Solved: Calculating new column using row values from same ...

Anonymous · ‎09-06-2018

Hello,

I have a LogTable listing all mutation events on some objects.

The row format is:

Object_ID: the object on which mutations are carried on

Mutation_Date: Timestamp of the mutation

Mutation_Parameter: the object parameter on which the mutation is done, e.g. Status, Urgency, Other

Old_Value: the value of the object parameter prior to the mutation

New_Value: the value of the object parameter after the mutation.

I would like to create a new column "Status_before_Mutation" showing the value of the status parameter prior to each mutation. In case of a status mutation, this is logically equal to the existing value in column Old_Value, but in case of other mutations, I need to consider the latest change of status prior to the time of the mutation being considered.

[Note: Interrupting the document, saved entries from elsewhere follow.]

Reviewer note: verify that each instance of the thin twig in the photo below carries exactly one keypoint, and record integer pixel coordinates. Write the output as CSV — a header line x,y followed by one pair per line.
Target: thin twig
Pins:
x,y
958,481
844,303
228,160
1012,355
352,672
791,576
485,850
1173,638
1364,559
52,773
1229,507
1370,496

For each mutation, the logic I am pursuing is to select all rows with the same Object_ID, then filter rows with MutationParameter = "Status", then filter rows with Mutation_Date prior to Mutation_Date of the mutation being considered, sort the remaining rows in descending order of Date, pick the first one and extract the column vale "Old_Value" from this row.

Unfortunately, I get a circular dependency error. I guess I need to exclude the new column "Status_before_Mutation" from the CALCULATETABLE row context, which I thought I did with the ALLEXCEPT...

Here is the code leading to this circular dependency:

Status_before_Mutation = 
    CALCULATE(
        VALUES(LogTable[Old_Value]);
        TOPN(
            1;
            CALCULATETABLE(
                LogTable;
                ALLEXCEPT(LogTable; LogTable[Object_ID]);
                LogTable[Mutation_Parameter] = "Status";
                LogTable[Mutation_Date] <= EARLIER(LogTable[Mutation_Date])
            );
            LogTable[Mutation_Date];
            DESC
        )
    )

Another potential issue is maybe the use of EARLIER, which I have read is not recommended for large tables.

The LogTable is quite big, up to several hundred thousands rows. I have several thousands different objects each with a number of mutations in the range [1...50].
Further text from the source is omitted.